Customer Balance Write offs

What are Customer Balance Write-Offs?

Customer Balance Write-Offs represent customer balances (credits or outstanding amounts) that have been cleared from the books because they are stale, unresolvable, or otherwise no longer actionable. When a write-off is applied, the customer balance moves toward zero and a counter-balancing entry is recorded against recognized revenue.

When a write-off is applied:

  1. Customer Balance decreases — The outstanding credit or debit is cleared
  2. Recognized Revenue is adjusted — The counter-balance entry is recorded in the P&L
  3. No payment or refund is created — Purely an internal accounting action with no gateway interaction

This row appears when a write-off is applied through the Adjust Customer Balance modal, not when balances are applied to invoices or refunded.


When to Apply a Write-Off

Customer balances are typically written off when:

  • A small lingering credit is no longer worth refunding
  • An outstanding balance is deemed uncollectible
  • A balance has remained on the account for an extended period without resolution
  • The customer is unreachable and the balance cannot be reconciled
  • Finance teams need to clean up account records for accurate reporting

Important: Consult with your accountant or finance lead before writing off significant amounts.


Transactions Included

A balance adjustment appears in "Balance Write-Offs" when:

  1. Applied this month: The write-off applied_at date is within the selected month
  2. Adjustment type is Write-Off: The adjustment was created using the Customer Balance Write-Off type
  3. Correct account and currency: Matches the selected account and currency

Real-World Examples

Example 1 — Stale Customer Credit:

  • Customer has a $25 credit balance from an old offline payment
  • Customer hasn't been active for 2+ years and is unreachable
  • Finance team writes off the balance with reason "Write off"
  • Result in Write-Off Month:
    • Customer Balance: -$25 (credit cleared)
    • Recognized Revenue: +$25 (counter-balance entry)

Example 2 — Uncollectible Outstanding Balance:

  • Customer has a $150 outstanding balance after multiple failed collection attempts
  • Marked as a write-off with reason "Uncollectible"
  • Result in Write-Off Month:
    • Customer Balance: -$150 (balance cleared toward zero)
    • Recognized Revenue: +$150 (counter-balance entry)

Example 3 — Partial Write-Off:

  • Customer has a $80 credit balance
  • Finance writes off $30 and leaves $50 active for future use
  • Result in Write-Off Month:
    • Customer Balance: -$30 (partial clear)
    • Recognized Revenue: +$30 (counter-balance entry)

Columns Affected

ColumnEffectSignWhat It Means
Customer BalanceDecreasesNegative (-)Stale or unresolvable balance cleared
Recognized RevenueAdjustsPositive (+)Counter-balance entry recorded in the P&L

Customer Balance

Customer Balance shows the amount being cleared from the customer's account.

Why Negative?

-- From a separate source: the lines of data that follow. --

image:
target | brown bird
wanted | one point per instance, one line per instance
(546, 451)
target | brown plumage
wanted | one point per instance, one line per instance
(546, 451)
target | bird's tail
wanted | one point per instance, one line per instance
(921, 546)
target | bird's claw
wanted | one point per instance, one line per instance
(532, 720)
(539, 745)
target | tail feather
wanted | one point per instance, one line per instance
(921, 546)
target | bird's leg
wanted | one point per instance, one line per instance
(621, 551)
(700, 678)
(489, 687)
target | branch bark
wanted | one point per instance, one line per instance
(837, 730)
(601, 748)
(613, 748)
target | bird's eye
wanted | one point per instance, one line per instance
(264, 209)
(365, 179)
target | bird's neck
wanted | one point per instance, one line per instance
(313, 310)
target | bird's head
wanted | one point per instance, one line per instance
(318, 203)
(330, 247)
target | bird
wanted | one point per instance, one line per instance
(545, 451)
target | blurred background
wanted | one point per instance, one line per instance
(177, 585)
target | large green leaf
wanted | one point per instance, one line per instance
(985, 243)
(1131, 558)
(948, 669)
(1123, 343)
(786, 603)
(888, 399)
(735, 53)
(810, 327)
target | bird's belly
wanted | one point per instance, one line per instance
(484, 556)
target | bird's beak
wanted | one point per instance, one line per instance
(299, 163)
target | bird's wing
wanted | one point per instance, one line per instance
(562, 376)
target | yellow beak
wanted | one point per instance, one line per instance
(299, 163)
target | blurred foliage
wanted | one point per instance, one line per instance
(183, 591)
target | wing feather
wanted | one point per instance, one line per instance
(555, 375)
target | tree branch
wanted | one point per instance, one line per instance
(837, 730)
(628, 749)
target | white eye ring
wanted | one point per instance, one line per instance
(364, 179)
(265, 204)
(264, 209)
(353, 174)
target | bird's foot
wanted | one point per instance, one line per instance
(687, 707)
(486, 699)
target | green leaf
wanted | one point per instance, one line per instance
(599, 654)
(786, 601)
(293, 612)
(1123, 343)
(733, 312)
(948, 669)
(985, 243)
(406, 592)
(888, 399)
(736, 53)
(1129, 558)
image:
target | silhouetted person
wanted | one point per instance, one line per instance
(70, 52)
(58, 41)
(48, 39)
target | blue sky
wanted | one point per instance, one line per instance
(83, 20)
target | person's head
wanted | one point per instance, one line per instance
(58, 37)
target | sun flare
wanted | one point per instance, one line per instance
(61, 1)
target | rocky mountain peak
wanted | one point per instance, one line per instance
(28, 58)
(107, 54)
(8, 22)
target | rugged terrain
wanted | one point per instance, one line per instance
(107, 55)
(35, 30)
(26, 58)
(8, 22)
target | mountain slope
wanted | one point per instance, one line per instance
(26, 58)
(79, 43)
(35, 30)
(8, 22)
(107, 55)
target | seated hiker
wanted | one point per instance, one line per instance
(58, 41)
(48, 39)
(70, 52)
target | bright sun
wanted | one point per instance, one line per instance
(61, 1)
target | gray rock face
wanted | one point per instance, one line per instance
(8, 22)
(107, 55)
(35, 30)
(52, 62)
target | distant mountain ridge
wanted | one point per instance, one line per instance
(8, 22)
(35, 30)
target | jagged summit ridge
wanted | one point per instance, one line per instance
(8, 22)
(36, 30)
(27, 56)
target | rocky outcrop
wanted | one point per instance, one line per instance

You're removing balance from the account (either a credit you no longer owe the customer, or an outstanding amount you no longer expect to collect). The balance decreases, shown as negative.

Calculation: The exact write-off amount entered in the Adjust Customer Balance modal. Cannot exceed the available customer balance.


Recognized Revenue

Recognized Revenue shows the counter-balance entry that offsets the cleared customer balance.

Why Positive? The write-off needs an offsetting entry to keep the books balanced. The recognized revenue column moves accordingly to reflect the cleared balance.

Calculation: Equal to the write-off amount applied to the customer balance.


What Write-Offs Do Not Affect

To keep accounting clean and avoid unintended side effects, write-offs intentionally exclude:

  • Account Receivable — Not affected (write-offs apply to customer balance, not invoices)
  • Deferred Revenue — Not affected (no service obligation involved)
  • Taxes — Not affected (no tax liability change)
  • No refund record is created
  • No payment transaction is created
  • No interaction with payment gateways

If you need to issue an actual refund to the customer, use the Refund action instead. If you need to write off an unpaid invoice, use Mark as Uncollectible instead.